El médico me entregó una pequeña pizarra para que escribiera. Escribí: "Libéreme",
rogándole que me quitara el tubo. Mis manos estaban amarradas a los tubos de la cama y yo
no podía arrancármelo. No soportaba tener el tubo en la tráquea. Aunque temía que no
pudiera respirar por mi cuenta, el médico retiró el respirador artificial. Comencé a respirar
con fuerza y mis pulmones funcionaron de nuevo. Nadie podía creer lo que había sucedido.
Después de diez días salí del hospital para recuperarme en casa. Había perdido treinta y
cinco kilos.

Durante mi recuperación, ya sin tomar un solo medicamento psiquiátrico, tenía una enorme
claridad mental. Me mudé a Guadalajara y abrí un café-librería junto a mi hermano. Sin
embargo, el reencuentro que tuve una mujer que vivía en Bélgica y algunas diferencias con
dos socios que teníamos, cambiaron el curso de mi vida. Tomé la decisión de dejar todo en
México y trasladarme a Bélgica y volver a empezar. Y en efecto, parecía casi imposible que
tuviera éxito. Ya estaba entrando en hipomanía otra vez, pero no me había dado cuenta. Sin
embargo, el plan de trasladarme a radicar en Bélgica, sin hablar el idioma y sin un trabajo,
para vivir con una mujer que estaba en proceso de divorcio y que tenía tres hijos, sonaba
descabellado. Mi madre, a pesar de la resistencia familiar que encontró, decidida a todo para
que yo encontrase una vida más feliz, decidió apoyarme una vez más con mi quijotesco viaje.
Tenía yo treinta y siete años.

A los pocos días de llegar a Bélgica, logré conseguir trabajo como profesor en una prestigiosa
universidad. Asumí la responsabilidad de ayudar a mi nueva mujer en la crianza de dos de
sus hijos, que todavía eran pequeños, y puse toda mi energía en reparar algunas partes de su
casa y en hacer viajes juntos. En poco tiempo teníamos una bonita familia recompuesta. Por
primera vez en mucho tiempo yo me sentía feliz y tenía la seguridad de que, a pesar del
trastorno bipolar, tendría una buena vida. Era la primera vez que el sentimiento de soledad y
de angustia me abandonaba.

Un año después de mi madre murió y el sentimiento de soledad y de angustia regresaron a


mi vida. En 2011, cuatro días antes de cumplir cuarenta años, nació nuestro hijo, Mateo.
Lamentablemente (salvo por el padre de mi expareja que siempre nos dio todo su apoyo),
una parte de la familia de mi expareja, de manera maliciosa, grosera e injusta, decidió
criticarme e ignorarme frente a su exmarido, dañando seriamente nuestra relación. Esta
situación, sumada a la total falta de empatía que mostraron hacia mi enfermedad, a pesar de
los esfuerzos que hacía y al respeto con el que siempre los trataba, y la falta de definición de
mi exmujer hacia esa situación, me generaron un dolor que se prolongó duró muchos años.
Mi expareja empezó a resentir mis cambios de ánimo, mis crisis de angustia y de ira y mis
obsesiones, de manera que decidimos dejar de ser una pareja, aunque continuamos
viviendo juntos para apoyarnos y cuidar a nuestro hijo.
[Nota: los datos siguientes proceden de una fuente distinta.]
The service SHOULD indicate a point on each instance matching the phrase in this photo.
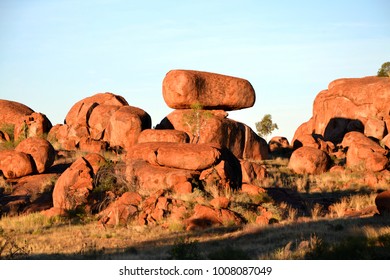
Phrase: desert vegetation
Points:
(327, 216)
(105, 185)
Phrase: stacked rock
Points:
(201, 101)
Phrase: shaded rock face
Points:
(99, 121)
(382, 202)
(41, 151)
(364, 152)
(183, 88)
(151, 178)
(125, 125)
(354, 104)
(214, 128)
(205, 216)
(81, 111)
(278, 143)
(74, 185)
(14, 164)
(29, 194)
(163, 135)
(121, 210)
(12, 112)
(24, 121)
(350, 119)
(176, 155)
(308, 160)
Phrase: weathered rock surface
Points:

En estos catorce años, debido a que mi función hepática empezó a afectarse, dejé el litio
durante cinco años y me mantuve relativamente estable hasta hace dos años que empecé a
sentir depresión. Lo anterior estuvo relacionado con el final de la pandemia y con un
incremento en el número de horas por semana que trabajo. Hace dos meses sufrí una crisis
de paranoia muy importante, seguida de fuertes episodios de depresión que no me
permitían levantarme de la cama ni ser funcional. Desde hace dos semanas he vuelto a
consultar a mi psiquiatra y he decidido medicarme otra vez con litio.

Atribuyo a diversos factores la relativa estabilidad que he conseguido en los últimos años: el
cuidado de mi hijo, mi pasión por la fotografía (actividad que comencé a practicar en 2011),
el cuidado de mi salud (no bebo nada de alcohol desde hace muchos años, no fumo, me
desvelo poco y hago ejercicio todos los días).

Hace algunos años descubrí que mi padre padece el trastorno bipolar y que está medicado
con Tegretol, por lo que deduzco que mi condición tiene un fuerte componente genético.

Durante toda mi vida he sentido una desconexión y una angustia persistente en mi vida
social. Me aíslo con facilidad, frecuento poco a mis amigos y no hago muchos amigos
nuevos. Mi reto personal futuro consiste en continuar con la medicación, retomar la
psicoterapia, mejorar mi vida social y trabajar en la sanación de mis emociones.